Pilgrim Shadow, the second play in the trilogy, debuted in 2013 as part of the Camden Fringe Festival at the Tristan Bates Theatre in London’s West End. In this play, the Future Boys are now on the run from the Syndicate and live off their petty crimes. Gary steals a ship he believes to be the Pilgrim, the vessel of legendary treasure hunter Tim Shadow, and the pair embark on a quest to find his legendary lost treasure.
King Chaos, the third and final play in the trilogy, debuted in 2015 as part of the Camden Fringe Festival at the Tristan Bates Theatre in London’s West End. In this play, the Future boys overthrow the Syndicate and become rulers of the galaxy, only to start making things even worse than they were.

Audio Series
In 2016, writer and director Steve Jordan revealed that the team would be crowd-funding a pilot for a new audio series based on the Future Boys. In 2017, the live recording and digital release of 2 episodes of 'The Future Boys', a new audio sitcom, was successfully crowd-funded on Kickstarter. The episodes were released as a free download on iTunes in June 2017.

Fiction
In 2018, a novella entitled 'Empire of Monsters' was released featuring Tyler and Gary as secondary characters, set within their universe. In 2019, an eponymous novel was released telling the entire Future Boys saga, including the stories of the original plays.

Critical reception
Dead Static received mostly positive reviews from critics during its two theatre runs. James Bacon, writing for Forbidden Planet International, described the play as ‘a splendidly thoughtful and hilarious production’. Gareth Alexander described writer Steve Jordan as  ‘a comedy writer brought up right, learning from the best, but allowing himself his own spin on things’ in his 4 star review for Views from the Gods. Snipe London described the play as ‘certainly even funnier a space comedy than Red Dwarf’ and had 'the makings of a classic series'.

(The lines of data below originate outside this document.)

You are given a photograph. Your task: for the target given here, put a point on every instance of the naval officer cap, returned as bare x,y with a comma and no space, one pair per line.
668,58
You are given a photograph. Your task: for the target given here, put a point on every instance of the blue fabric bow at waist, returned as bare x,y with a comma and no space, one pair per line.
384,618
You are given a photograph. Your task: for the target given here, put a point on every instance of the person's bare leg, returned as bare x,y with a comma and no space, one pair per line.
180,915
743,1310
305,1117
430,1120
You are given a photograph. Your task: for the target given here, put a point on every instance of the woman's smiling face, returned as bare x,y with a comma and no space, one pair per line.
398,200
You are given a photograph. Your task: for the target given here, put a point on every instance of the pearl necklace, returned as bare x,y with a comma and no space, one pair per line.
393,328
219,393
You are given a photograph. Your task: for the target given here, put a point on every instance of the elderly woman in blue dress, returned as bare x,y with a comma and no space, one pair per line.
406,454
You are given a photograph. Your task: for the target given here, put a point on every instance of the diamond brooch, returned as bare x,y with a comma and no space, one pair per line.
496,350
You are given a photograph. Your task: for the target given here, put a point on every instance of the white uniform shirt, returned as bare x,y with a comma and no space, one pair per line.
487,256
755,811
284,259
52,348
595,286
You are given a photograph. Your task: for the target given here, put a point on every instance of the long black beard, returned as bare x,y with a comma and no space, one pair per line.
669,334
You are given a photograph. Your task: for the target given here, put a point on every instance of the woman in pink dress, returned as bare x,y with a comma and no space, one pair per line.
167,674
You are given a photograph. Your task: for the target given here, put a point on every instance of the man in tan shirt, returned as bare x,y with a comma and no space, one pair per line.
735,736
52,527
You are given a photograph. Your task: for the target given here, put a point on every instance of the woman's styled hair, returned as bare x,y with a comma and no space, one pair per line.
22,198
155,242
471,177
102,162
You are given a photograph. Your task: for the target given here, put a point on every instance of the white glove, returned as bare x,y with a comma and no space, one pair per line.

Pilgrim Shadow also drew praise from critics during its 2013 run. Tessa Hart described the sequel as ‘a hilarious, unusual Sci-Fi excursion’ in her 4 star review for Remote Goat. Some reviewers called for the pairing to move on to television. Gareth Alexander said that ‘if on TV ... their pairing I suspect would be seen as one of the greats’ during his 4 star review for Views from the Gods, and Camden Fringe Voyeur described both plays as ‘mini-sitcoms’ that ‘could be as good as anything on BBC Three’. The play also drew many comparisons with classic British comedy sitcoms, such as Blackadder, Red Dwarf, Bottom and Black Books.

King Chaos, the final play of the trilogy, also drew praise from its debut run in 2015. The team of creatives and actors were described as a ‘seriously hot talent in sci-fi’ comedy’ by Views from the Gods in their 4 star review, and its style of humour labelled ‘wonderful, clever comedy’ by Remote Goat. The plot and world-building were also praised. Female Arts said that ‘the arguments made for 'pragmatism versus idealism when in power' make a lasting impression, especially as Tyler and Gary are essentially Trinculo and Stefano (from The Tempest)’ in their 4 star review, and Camden Fringe Voyeur said the setting of the play was a ‘wonderfully silly and comic sci-fi universe that, with all its nods and winks to other works, stands very much on its own two feet.' A Younger Theatre remarked that the play would ‘make a great television show (Blackadder meets Dr Who)’ in their review.